Warfarin: When healthy subjects were administered Starlix 120 mg three times daily before meals for four days in combination with a single dose of warfarin 30 mg on day 2, there were no alterations in the pharmacokinetics of either agent. Prothrombin time was not affected.
Diclofenac: Administration of morning and lunch doses of Starlix 120 mg in combination with a single 75-mg dose of diclofenac in healthy volunteers resulted in no significant changes to the pharmacokinetics of either agent.
Geriatric: Age did not influence the pharmacokinetic properties of nateglinide. Therefore, no dose adjustments are necessary for elderly patients.
Gender: No clinically significant differences in nateglinide pharmacokinetics were observed between men and women. Therefore, no dose adjustment based on gender is necessary.
Race: Results of a population pharmacokinetic analysis including subjects of Caucasian, Black, and other ethnic origins suggest that race has little influence on the pharmacokinetics of nateglinide.
Renal Impairment: Compared to healthy matched subjects, patients with Type 2 diabetes and moderate-to-severe renal insufficiency (CrCl 15-50 mL/min) not on dialysis displayed similar apparent clearance, AUC, and Cmax. Patients with Type 2 diabetes and renal failure on dialysis exhibited reduced overall drug exposure. However, hemodialysis patients also experienced reductions in plasma protein binding compared to the matched healthy volunteers.
Hepatic Impairment: The peak and total exposure of nateglinide in non-diabetic subjects with mild hepatic insufficiency were increased by 30% compared to matched healthy subjects. Starlix® (nateglinide) should be used with caution in patients with chronic liver disease. (See PRECAUTIONS, Hepatic Impairment.)
Starlix is rapidly absorbed and stimulates pancreatic insulin secretion within 20 minutes of oral administration. When Starlix is dosed three times daily before meals there is a rapid rise in plasma insulin, with peak levels approximately 1 hour after dosing and a fall to baseline by 4 hours after dosing.
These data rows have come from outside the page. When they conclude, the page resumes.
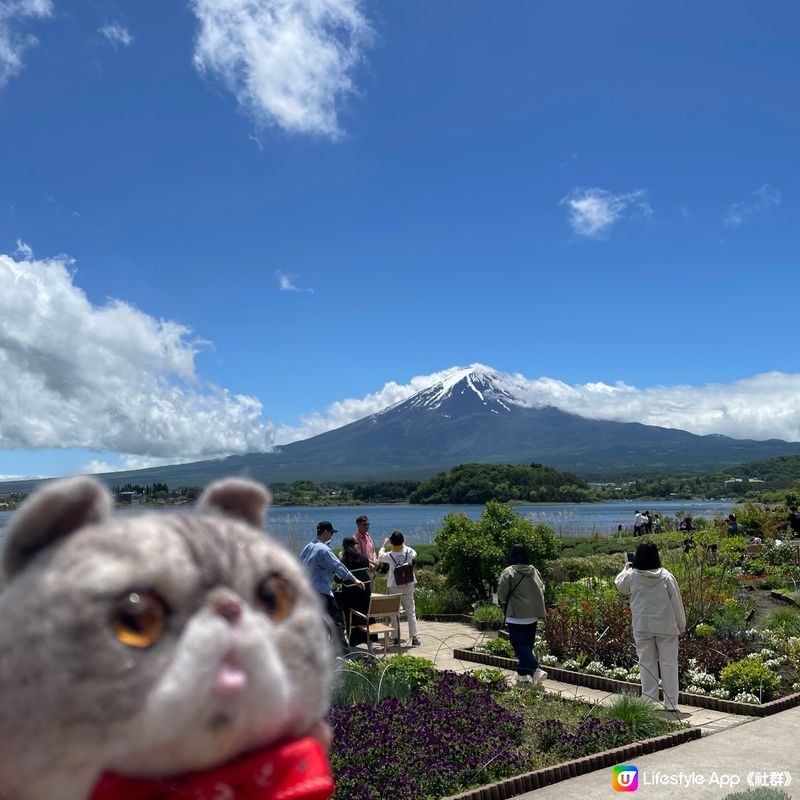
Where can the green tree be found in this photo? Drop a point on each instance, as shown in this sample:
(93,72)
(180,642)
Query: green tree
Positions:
(474,553)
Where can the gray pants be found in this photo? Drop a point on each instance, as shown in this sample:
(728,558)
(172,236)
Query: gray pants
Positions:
(658,653)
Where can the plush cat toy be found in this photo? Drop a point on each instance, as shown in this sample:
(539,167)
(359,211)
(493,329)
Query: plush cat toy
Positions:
(158,655)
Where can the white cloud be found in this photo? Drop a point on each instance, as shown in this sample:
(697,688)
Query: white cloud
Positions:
(117,34)
(12,43)
(592,212)
(289,62)
(286,283)
(760,407)
(24,251)
(763,198)
(107,378)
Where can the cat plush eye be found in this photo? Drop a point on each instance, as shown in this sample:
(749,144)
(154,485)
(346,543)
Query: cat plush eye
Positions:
(139,619)
(275,597)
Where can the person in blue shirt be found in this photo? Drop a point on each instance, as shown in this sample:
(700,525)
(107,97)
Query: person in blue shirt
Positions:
(321,564)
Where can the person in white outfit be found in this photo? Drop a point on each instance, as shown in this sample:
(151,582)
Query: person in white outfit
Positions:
(403,556)
(658,619)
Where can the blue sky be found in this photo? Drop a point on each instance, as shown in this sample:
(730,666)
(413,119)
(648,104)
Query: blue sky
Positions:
(219,231)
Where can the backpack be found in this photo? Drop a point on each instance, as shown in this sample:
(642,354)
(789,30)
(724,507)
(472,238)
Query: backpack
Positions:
(403,573)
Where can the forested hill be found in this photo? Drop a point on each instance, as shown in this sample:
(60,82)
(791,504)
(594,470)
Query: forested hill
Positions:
(479,483)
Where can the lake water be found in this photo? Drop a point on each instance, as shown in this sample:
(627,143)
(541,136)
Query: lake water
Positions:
(296,525)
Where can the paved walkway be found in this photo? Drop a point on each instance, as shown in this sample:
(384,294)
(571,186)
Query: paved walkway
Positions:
(439,639)
(739,747)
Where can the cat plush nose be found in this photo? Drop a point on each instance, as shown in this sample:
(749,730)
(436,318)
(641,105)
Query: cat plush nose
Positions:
(231,610)
(227,605)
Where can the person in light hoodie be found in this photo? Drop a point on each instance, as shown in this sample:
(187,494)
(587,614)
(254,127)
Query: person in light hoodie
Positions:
(658,619)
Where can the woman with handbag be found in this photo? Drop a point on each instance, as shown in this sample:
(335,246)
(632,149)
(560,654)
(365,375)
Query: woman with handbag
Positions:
(521,592)
(401,580)
(350,597)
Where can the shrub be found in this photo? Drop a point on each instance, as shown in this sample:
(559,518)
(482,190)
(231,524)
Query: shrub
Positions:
(489,617)
(749,675)
(474,553)
(427,555)
(572,569)
(711,654)
(402,675)
(784,620)
(356,682)
(590,736)
(601,629)
(731,619)
(637,712)
(496,647)
(430,579)
(440,601)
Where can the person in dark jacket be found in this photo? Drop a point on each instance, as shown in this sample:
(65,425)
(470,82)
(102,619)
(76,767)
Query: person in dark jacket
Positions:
(521,592)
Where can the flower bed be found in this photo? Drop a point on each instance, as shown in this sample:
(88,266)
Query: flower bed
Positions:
(527,782)
(607,684)
(442,732)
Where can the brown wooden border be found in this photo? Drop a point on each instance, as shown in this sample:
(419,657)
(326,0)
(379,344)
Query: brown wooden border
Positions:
(528,781)
(604,684)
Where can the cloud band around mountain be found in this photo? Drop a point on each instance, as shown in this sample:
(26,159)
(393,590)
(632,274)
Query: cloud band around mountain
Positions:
(765,406)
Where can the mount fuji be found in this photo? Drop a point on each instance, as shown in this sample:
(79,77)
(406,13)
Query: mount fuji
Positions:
(473,415)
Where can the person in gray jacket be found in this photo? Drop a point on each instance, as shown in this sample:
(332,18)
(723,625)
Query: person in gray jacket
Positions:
(521,592)
(658,618)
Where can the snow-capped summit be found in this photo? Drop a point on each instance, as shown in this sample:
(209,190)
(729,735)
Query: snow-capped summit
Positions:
(476,385)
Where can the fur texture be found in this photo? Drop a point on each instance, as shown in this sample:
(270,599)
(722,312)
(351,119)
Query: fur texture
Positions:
(227,675)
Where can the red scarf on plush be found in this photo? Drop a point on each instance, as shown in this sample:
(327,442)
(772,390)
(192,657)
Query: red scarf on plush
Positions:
(296,770)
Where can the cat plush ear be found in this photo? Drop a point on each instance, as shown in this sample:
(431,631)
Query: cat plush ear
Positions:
(238,498)
(55,511)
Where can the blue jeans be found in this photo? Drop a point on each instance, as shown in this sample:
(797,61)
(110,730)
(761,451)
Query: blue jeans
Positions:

In a double-blind, controlled clinical trial in which Starlix was administered before each of three meals, plasma glucose levels were determined over a 12-hour, daytime period after 7 weeks of treatment. Starlix was administered 10 minutes before meals. The meals were based on standard diabetic weight maintenance menus with the total caloric content based on each subject’s height. Starlix produced statistically significant decreases in fasting and postprandial glycemia compared to placebo.